Proposed Massachusetts Law Aims to Expand Buy America

By Matt Heller
Sep 22 2021 |
The Boston skyline at sunset. Photo by lgh75 via Flickr

If enacted, the bill will extend Buy America preferences to cities and towns for new buildings and renovations.

Buy America preferences are common sense: Americans’ tax dollars should be reinvested in American jobs, companies and communities, full stop. Why send that money overseas when there are workers and businesses right in our own backyard ready to do the same job at a fair price?

Buy America counteracts the gross incentives that encourage the purchase of cheap imports, which are often heavily subsidized by foreign governments or priced low because of human rights abuses or environmental disregard within the supply chain.

Right now, Massachusetts has the chance to dramatically extend Buy America rules by requiring cities and towns to give preference to U.S. manufacturers when buying steel, iron and other materials for new buildings and renovations. These rules would apply toward all public projects exceeding $500,000. Similar rules are already in place in a variety of forms in over 21 different states, while 38 states provide preference for in-state manufacturers. Buy America also has been on the books federally for decades.

State Sen. Joan Lovely (D-Salem), the chief sponsor of the bill, told reporter Christian Wade that every time a taxpayer-funded contract goes to a foreign country, it means “nobody is spending money here. Their workers are pouring that money back into their economy, and we’re on the losing side.”

Scott Paul, president of the Alliance for American Manufacturing, noted that Buy America is “smart policy that supports middle class jobs and strengthens both manufacturing and our local communities.”

Naturally, we agree wholeheartedly with our boss on this one, and strongly support passage of this legislation. It’d be good for American manufacturers as a whole, good for the U.S. economy, good for supporting jobs in Massachusetts, and will ensure that we construct public projects with goods made to the highest labor and environmental standards — our own.

Despite what some critics might say, Buy America rules save money on projects and help to grow the economy. According to an economic analysis by the Steel Fabricators of New England, adopting the Buy America rules as written in Massachusetts would save about $15 million per year, largely due to increases in economic productivity. They also found that for every $1 spent on domestic fabricated steel, about $1.50 is generated in economic activity.

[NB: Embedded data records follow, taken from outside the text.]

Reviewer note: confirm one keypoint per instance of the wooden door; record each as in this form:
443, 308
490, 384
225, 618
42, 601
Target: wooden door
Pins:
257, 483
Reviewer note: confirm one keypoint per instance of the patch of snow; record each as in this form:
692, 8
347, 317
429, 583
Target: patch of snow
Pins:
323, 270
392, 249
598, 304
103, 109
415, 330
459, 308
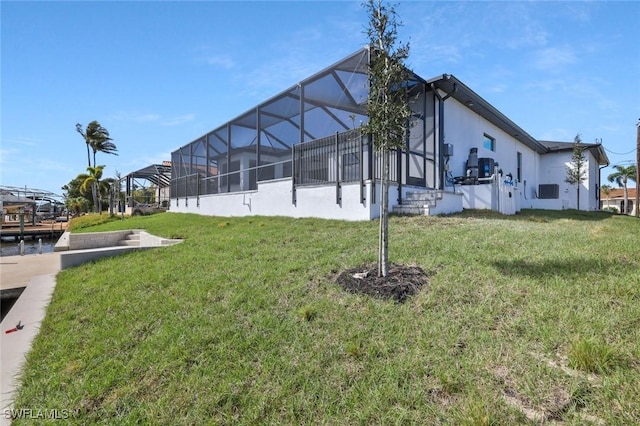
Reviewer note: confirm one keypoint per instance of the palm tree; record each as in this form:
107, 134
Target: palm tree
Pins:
97, 139
91, 182
621, 176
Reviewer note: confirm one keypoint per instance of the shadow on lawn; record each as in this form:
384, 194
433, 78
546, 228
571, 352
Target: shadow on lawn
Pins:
558, 268
533, 215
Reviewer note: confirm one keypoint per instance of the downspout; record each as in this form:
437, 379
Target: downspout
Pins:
441, 137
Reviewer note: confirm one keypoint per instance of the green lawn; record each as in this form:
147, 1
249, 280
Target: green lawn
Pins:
525, 319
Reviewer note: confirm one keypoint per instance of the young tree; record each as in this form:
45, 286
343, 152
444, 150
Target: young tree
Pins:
388, 105
606, 190
622, 176
576, 169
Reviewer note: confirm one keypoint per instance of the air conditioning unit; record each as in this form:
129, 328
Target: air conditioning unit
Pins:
549, 191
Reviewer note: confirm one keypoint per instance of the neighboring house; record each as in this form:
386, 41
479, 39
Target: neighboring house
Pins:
147, 187
615, 199
300, 154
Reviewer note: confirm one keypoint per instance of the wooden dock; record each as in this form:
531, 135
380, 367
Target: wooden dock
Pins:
41, 230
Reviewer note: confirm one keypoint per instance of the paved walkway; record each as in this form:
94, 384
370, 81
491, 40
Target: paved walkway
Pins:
36, 272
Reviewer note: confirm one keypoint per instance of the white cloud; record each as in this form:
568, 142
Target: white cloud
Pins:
553, 59
225, 61
177, 120
137, 117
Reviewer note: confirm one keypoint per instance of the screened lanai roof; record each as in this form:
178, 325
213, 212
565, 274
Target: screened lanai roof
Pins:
332, 100
158, 174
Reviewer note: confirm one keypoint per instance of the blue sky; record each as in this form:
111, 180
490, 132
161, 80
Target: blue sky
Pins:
160, 74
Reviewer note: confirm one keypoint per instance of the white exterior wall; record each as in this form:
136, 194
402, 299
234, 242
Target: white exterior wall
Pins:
464, 129
274, 198
553, 170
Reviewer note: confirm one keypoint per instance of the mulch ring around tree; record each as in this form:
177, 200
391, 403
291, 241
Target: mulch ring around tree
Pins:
401, 282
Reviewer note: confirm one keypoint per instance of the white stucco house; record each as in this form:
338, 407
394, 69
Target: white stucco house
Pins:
300, 154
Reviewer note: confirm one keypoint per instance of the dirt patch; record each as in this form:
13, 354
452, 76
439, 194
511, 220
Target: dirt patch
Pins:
401, 282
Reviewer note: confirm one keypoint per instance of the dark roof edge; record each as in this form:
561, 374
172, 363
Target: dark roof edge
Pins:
464, 94
596, 149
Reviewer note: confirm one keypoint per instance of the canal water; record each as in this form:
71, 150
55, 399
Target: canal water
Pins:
11, 247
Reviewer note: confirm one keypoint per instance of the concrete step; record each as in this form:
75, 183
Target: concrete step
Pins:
409, 210
130, 240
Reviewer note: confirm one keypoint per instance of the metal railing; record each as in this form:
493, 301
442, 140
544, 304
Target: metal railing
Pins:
341, 158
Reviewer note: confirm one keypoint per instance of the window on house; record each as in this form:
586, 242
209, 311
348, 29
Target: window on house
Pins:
489, 143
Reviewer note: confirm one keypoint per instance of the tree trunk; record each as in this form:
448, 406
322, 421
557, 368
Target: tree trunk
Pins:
94, 192
88, 155
383, 241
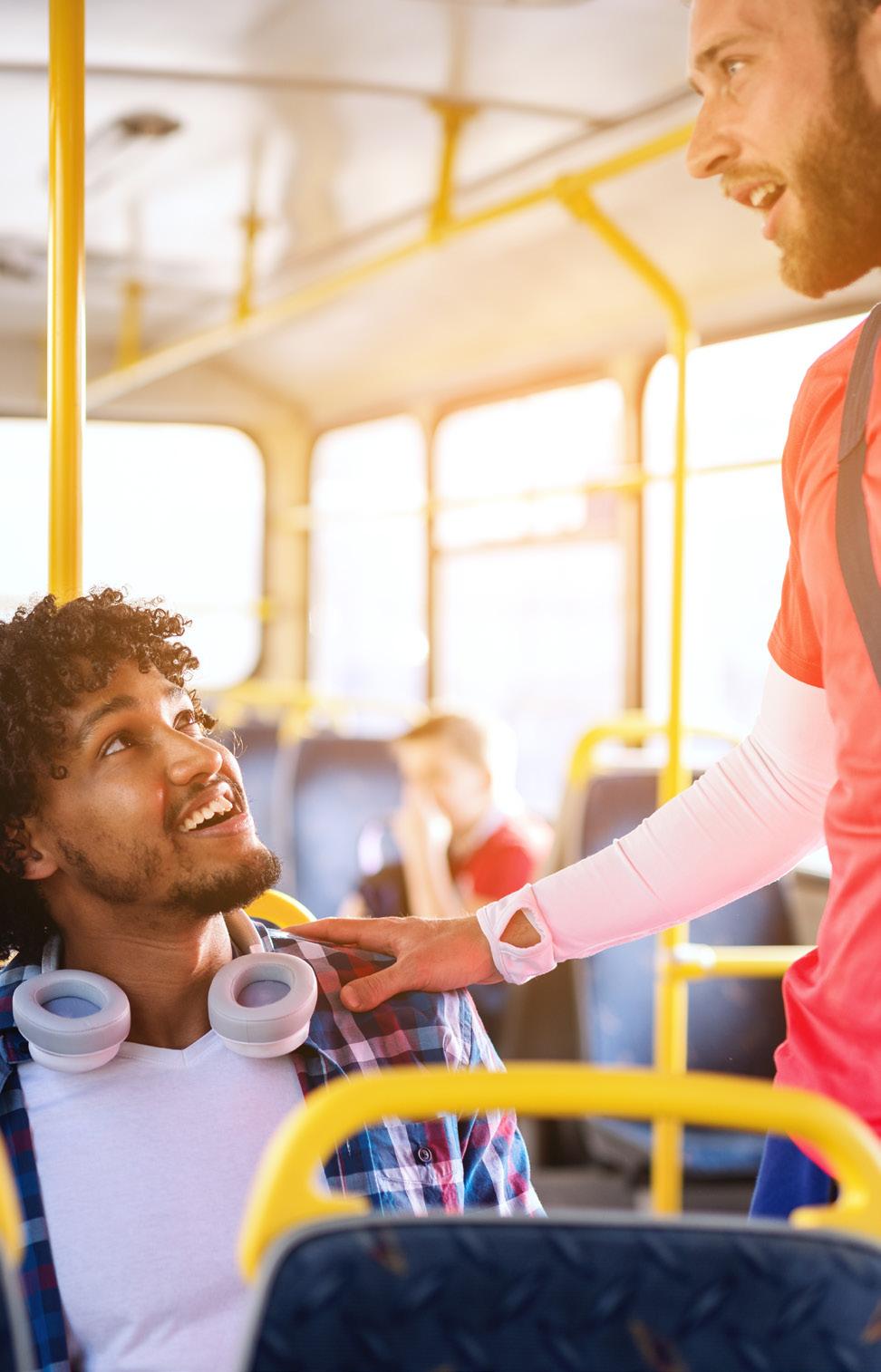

That means if Massachusetts cities and towns spend $100 million of taxpayer money on public works in a year, if all of that money is spent on domestically produced goods, it returns $150 million in economic activity — through job creation, increased profits for local businesses, and new tax revenue from increased productivity.

Moreover, Americans also benefit from secure supply chains that are rooted domestically rather than internationally. As the supply chain shortages of the COVID-19 pandemic have made clear, we cannot always rely on imports in a time of crisis, and when it comes to vital public projects, we would be foolish to jeopardize them by relying on foreign inputs.

Thus, Buy America rules are the textbook definition of what we call a win-win.

By contrast, should that $100 million be spent on foreign goods, almost nothing is returned domestically and the tax dollars spent ultimately do nothing to contribute to the people who are paying those taxes in the first place. Jobs may be lost as companies struggle to fill orders, which means less money for Americans that trickles down into every sector of the economy and causes major damage. All the while, those foreign companies are laughing their way to the bank at the expense of American taxpayers.

The people of Massachusetts have a choice between the former and the later scenario, and to us, it is crystal clear which decision they can make. Several states have expanded their own Buy America preferences this year, including Texas, New Jersey and New York. Massaschusetts should join them.

As Paul said, “policymakers must maximize ways to ensure that taxpayer money is reinvested right back into the workers and businesses that make their products in Massachusetts and the United States.”